Selasa, 17 September 2019 | 05:57 WIB

Bursa Saham Asia Memerah

Oleh : Wahid Ma'ruf | Jumat, 26 April 2019 | 07:33 WIB
Bursa Saham Asia Memerah
(Foto: Istimewa)
facebook twitter

INILAHCOM, Tokyo - Saham di Asia turun di perdagangan Jumat pagi setelah Dow Jones Industrial Average turun lebih dari 100 poin semalam.

Di Jepang, Nikkei 225 dan Topix masing-masing turun 0,86% di awal perdagangan, Over di Korea Selatan, Kospi turun 0,66%. Kerugian juga terlihat di Australia, dengan indeks ASX 200 turun sedikit, seperti mengutip cnbc.com.

Semalam di Wall Street, Dow turun 134,97 poin menjadi berakhir pada 26.462,08. S&P 500 dan Nasdaq Composite bernasib lebih baik, dengan penutupan sebelumnya sedikit lebih rendah di 2.926,17. Nasdaq, sementara itu, menambahkan 0,2% untuk menyelesaikan hari perdagangannya di 8.118,68 dan mencapai rekor harian.

Pergerakan itu terjadi saat musim pendapatan di Amerika Serikat terus bergulir.

Lebih dari 170 perusahaan S&P 500 telah melaporkan hasil kuartalan sejauh ini, menurut FactSet. Dari perusahaan-perusahaan tersebut, 78% telah membukukan pendapatan yang lebih baik dari perkiraan.

Wall Street mengakhiri sesi Rabu lebih rendah di belakang hasil perusahaan yang beragam. Awal pekan ini, S&P 500 mencatat penutupan tertinggi sepanjang masa dan tetap sekitar setengah persen di bawah rekor intraday.

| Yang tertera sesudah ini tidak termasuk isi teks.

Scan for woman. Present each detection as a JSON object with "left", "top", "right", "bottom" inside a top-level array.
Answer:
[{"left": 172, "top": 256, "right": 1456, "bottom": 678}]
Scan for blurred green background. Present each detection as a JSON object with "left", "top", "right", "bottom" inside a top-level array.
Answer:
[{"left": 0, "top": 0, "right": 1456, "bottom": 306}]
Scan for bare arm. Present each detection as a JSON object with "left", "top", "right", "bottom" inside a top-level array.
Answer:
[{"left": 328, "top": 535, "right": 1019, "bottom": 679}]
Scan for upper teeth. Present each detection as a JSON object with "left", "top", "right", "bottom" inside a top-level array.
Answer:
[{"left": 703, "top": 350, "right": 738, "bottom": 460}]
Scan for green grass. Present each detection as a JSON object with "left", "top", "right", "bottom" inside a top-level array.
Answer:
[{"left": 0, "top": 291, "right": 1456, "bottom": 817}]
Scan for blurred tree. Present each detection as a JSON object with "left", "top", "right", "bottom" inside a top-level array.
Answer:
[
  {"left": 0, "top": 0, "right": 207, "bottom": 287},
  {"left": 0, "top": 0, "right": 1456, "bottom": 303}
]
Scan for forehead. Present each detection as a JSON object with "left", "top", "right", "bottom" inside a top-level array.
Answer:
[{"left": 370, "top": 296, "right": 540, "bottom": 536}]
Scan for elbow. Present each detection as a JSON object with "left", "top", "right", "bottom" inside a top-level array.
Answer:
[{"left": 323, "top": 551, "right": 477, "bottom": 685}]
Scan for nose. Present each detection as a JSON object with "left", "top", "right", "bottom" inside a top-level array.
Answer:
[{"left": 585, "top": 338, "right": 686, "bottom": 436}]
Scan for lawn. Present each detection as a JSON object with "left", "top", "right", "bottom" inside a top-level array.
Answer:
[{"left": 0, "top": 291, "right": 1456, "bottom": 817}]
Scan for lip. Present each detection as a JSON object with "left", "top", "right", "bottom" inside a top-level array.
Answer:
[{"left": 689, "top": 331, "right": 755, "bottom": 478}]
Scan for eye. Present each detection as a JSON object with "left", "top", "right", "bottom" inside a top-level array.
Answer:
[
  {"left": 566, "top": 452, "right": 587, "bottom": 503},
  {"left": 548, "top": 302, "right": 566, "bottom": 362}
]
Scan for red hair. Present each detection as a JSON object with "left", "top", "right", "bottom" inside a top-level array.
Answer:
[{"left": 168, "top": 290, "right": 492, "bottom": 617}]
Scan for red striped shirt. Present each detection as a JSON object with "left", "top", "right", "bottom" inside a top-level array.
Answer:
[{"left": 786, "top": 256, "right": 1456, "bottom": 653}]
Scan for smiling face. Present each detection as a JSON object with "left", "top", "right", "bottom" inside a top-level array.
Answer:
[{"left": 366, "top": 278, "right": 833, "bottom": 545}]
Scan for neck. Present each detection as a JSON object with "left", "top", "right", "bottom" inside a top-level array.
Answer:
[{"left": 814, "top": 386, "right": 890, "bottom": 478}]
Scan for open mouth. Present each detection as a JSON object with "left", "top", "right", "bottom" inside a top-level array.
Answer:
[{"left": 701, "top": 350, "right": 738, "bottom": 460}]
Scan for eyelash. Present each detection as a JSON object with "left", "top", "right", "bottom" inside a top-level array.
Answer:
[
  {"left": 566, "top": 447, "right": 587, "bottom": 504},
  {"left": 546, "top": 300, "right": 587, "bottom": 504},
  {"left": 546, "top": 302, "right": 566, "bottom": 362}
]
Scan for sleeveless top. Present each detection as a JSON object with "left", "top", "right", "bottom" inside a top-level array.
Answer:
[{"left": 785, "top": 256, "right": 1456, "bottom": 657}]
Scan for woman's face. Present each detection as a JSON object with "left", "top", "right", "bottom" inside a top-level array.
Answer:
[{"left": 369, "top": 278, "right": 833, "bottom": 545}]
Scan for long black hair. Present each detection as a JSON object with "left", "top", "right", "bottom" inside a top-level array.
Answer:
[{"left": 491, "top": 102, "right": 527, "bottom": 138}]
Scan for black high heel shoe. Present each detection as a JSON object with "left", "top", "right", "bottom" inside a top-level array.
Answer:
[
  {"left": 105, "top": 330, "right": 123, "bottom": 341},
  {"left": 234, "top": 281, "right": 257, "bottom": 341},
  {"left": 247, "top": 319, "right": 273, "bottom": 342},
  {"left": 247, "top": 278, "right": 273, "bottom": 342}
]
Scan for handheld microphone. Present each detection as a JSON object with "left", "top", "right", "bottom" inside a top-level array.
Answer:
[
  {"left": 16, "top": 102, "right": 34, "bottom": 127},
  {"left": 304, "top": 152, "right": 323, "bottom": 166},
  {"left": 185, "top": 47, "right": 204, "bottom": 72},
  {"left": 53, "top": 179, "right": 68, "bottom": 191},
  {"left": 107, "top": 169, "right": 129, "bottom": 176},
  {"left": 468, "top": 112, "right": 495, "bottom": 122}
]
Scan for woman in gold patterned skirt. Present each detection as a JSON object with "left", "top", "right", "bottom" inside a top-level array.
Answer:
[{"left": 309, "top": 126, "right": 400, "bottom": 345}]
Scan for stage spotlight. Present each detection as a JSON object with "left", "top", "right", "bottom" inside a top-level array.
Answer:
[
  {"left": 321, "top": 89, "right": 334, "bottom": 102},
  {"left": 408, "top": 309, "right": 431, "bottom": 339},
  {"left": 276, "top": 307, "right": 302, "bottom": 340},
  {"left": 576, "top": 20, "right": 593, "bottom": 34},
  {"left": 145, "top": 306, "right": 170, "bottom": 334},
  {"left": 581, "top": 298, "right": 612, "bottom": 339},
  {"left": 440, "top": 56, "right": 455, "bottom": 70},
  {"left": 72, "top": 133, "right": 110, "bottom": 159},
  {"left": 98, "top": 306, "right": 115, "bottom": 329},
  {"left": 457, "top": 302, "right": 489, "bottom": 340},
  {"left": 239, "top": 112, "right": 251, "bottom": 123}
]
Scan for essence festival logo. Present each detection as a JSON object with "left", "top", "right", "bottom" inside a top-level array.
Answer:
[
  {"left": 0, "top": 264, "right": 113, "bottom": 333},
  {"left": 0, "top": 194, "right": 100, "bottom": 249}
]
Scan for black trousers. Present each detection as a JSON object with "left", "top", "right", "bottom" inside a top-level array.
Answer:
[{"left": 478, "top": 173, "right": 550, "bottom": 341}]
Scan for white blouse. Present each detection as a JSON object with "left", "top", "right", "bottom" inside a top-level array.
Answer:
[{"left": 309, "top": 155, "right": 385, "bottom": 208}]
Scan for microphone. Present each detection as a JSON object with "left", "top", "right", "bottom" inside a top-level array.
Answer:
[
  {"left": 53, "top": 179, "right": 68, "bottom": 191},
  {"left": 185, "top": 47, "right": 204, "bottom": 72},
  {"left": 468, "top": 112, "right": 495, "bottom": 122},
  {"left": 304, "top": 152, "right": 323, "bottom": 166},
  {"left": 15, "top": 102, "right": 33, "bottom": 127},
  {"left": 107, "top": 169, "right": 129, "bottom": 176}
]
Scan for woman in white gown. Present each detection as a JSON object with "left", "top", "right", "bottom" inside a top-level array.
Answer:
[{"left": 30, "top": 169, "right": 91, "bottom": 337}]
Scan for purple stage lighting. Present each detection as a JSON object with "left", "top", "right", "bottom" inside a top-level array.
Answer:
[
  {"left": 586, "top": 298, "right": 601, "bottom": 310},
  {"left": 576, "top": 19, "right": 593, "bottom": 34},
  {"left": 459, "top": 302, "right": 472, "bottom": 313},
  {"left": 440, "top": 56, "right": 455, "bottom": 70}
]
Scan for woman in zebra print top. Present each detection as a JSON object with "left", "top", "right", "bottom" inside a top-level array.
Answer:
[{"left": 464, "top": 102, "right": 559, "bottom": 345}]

Indeks dolar AS, yang melacak greenback terhadap sekeranjang rekan-rekannya, berada di 98,129 setelah menyentuh posisi terendah di sekitar 98,0 kemarin. Dolar Australia berpindah tangan pada $ 0,7013, mendekati level tertinggi yang disentuh kemarin.

Yen Jepang diperdagangkan pada 111,49 melawan dolar setelah menguat dari posisi terendah di sekitar 112,2 pada sesi sebelumnya.

"Perdagangan dalam JPY lebih dipengaruhi oleh libur panjang Minggu Emas yang dimulai minggu depan. Yen lebih kuat di depan karena para pedagang memotong posisi pendek menjelang liburan, "David de Garis, seorang direktur dan ekonom senior di National Australia Bank, menulis dalam catatan pagi.

Jepang akan memulai liburan 10 hari dari 27 April hingga 6 Mei.